Jubir Yusril: Andi Arif Jangan Paranoid!

Tak Berkategori

Ketua Bappilu DPP Partai Demokrat, Andi Arief yang menegaskan partainya tidak takut menghadapi pengacara Yusril Ihza Mahendra yang hendak menggugat Anggaran Dasar dan Anggaran Rumah Tangga (AD/ART) Partai Demokrat ke Mahkamah Agung.

Melalui sebuah video yang diunggah akun Twitter miliknya @Andiarief, yang sudah dikutip beberapa media, dengan kalimat yang hiperbolik, Andi memaklumatkan jika Demokrat hanya takut pada Kepala Staf Presiden, Moeldoko, yang berpotensi menggunakan instrumen kekuasaan dalam sengketa ini.

“Jadi Yusril tak pantas jumawa.
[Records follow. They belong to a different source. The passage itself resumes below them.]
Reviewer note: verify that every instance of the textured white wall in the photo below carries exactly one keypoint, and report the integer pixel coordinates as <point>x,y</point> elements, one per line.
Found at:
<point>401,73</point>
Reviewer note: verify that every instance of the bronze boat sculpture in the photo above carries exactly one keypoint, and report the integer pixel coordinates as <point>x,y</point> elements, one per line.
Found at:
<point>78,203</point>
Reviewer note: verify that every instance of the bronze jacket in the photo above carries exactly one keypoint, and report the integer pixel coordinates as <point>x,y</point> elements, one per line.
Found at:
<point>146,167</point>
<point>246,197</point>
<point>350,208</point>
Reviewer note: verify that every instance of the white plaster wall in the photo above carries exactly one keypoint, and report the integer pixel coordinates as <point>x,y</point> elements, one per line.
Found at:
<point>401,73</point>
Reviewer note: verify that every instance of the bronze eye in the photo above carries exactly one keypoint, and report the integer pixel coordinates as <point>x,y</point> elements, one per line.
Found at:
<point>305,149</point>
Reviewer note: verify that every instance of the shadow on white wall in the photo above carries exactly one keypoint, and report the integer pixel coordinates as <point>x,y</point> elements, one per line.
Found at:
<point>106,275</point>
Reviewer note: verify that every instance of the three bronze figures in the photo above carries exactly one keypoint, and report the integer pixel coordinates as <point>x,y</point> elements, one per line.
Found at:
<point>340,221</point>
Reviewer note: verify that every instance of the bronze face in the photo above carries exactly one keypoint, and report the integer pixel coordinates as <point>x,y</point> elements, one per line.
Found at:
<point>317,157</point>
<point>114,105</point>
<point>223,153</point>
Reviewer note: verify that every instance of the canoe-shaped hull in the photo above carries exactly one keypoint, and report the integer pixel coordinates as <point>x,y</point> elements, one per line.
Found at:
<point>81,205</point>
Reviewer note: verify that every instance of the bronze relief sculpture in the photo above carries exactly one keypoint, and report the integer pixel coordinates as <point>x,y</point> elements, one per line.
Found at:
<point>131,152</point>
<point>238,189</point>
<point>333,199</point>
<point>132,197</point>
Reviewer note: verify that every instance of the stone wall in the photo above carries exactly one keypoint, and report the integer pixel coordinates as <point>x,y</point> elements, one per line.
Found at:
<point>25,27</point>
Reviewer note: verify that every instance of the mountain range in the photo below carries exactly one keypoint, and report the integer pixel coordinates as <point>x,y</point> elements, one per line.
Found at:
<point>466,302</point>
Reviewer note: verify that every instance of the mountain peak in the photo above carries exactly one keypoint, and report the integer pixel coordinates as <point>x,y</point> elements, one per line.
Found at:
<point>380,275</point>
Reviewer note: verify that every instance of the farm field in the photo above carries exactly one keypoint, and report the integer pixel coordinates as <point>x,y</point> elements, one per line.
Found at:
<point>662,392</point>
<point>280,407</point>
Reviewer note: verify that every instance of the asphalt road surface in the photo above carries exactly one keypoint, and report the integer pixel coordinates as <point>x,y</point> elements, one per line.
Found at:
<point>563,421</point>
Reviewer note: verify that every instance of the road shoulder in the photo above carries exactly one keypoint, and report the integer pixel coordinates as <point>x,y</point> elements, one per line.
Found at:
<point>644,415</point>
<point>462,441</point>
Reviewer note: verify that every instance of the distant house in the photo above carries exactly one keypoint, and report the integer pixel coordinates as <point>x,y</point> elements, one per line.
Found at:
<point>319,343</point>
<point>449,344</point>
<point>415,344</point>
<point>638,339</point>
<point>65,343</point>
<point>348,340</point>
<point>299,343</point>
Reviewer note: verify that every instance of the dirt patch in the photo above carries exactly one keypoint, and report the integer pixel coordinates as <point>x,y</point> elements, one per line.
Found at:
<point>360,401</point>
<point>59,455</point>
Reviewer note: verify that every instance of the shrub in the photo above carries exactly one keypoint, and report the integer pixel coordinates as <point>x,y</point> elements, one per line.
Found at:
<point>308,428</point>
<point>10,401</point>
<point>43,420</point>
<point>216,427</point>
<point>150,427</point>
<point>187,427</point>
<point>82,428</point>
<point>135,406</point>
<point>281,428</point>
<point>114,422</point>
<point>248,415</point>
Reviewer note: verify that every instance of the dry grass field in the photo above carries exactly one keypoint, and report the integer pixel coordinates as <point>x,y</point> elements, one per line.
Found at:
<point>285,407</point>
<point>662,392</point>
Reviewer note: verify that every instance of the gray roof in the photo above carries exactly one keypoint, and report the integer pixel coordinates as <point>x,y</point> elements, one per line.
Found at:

Sebab yang kami takutkan bukan mulutnya Yusril, tapi kamar gelap kekuasaan yang akan dimainkan Moeldoko untuk memainkan rencana busuknya,” kata Andi yang dikutip media, Senin (27/9).

“Apa ukuran jumawa Andi, bukankah Yusril sebagai pengacara hanya menjalankan tugasnya sebagai kuasa hukum, yang menempuh jalan legal dengan cara terhormat dan kontitusional melalui jalur Mahkamah Agung. Pekerjaan yang biasa dilakukan oleh para advoka. Lalu di mana letak jumawa Yusril? Apakah Yusril sudah merasa menang, kan tidak? Andai pun kelak dimenangkan di meja hijau, apakah Yusril patut jumawa, kan tidak juga, ini cara-cara demokratis yang ditempuh, bukan cara-cara barbar. Apalagi Yusril tak melakukan akrobat kata seperti istilah-istilah tak sesuai porsinya seperti ‘begal’, ‘kudeta’ atau kata tak bermakna lainnya. Idiom politik yang jauh dari kultur diskursus cerdas,” tegas Juru Bicara Yusril, Jurhum Lantong.

“Sebagai politisi dan juga aktivis partai, Andi sejatinya mampu menempatkan kata yang punya makna, jangan asal hiperbolik, dan bombastis tapi miskin pemaknaan, sehingga diskursus demokrasi tak buang-buang energi,” tambah Jurhum.

Sementara soal ‘kamar gelap’ kekuasaan yang disebutnya akan dimainkan Moeldoko, yang dianggapnya akan memainkan ‘rencana busuk’, kata Jurhum tak jelas ukurannya.

Lepas dari konflik di internal mereka, antara kubu Moeldoko dan Agus Harimurti Yudhoyono, Jurhum melihat Andi seperti mengidap sindrom paranoi politik.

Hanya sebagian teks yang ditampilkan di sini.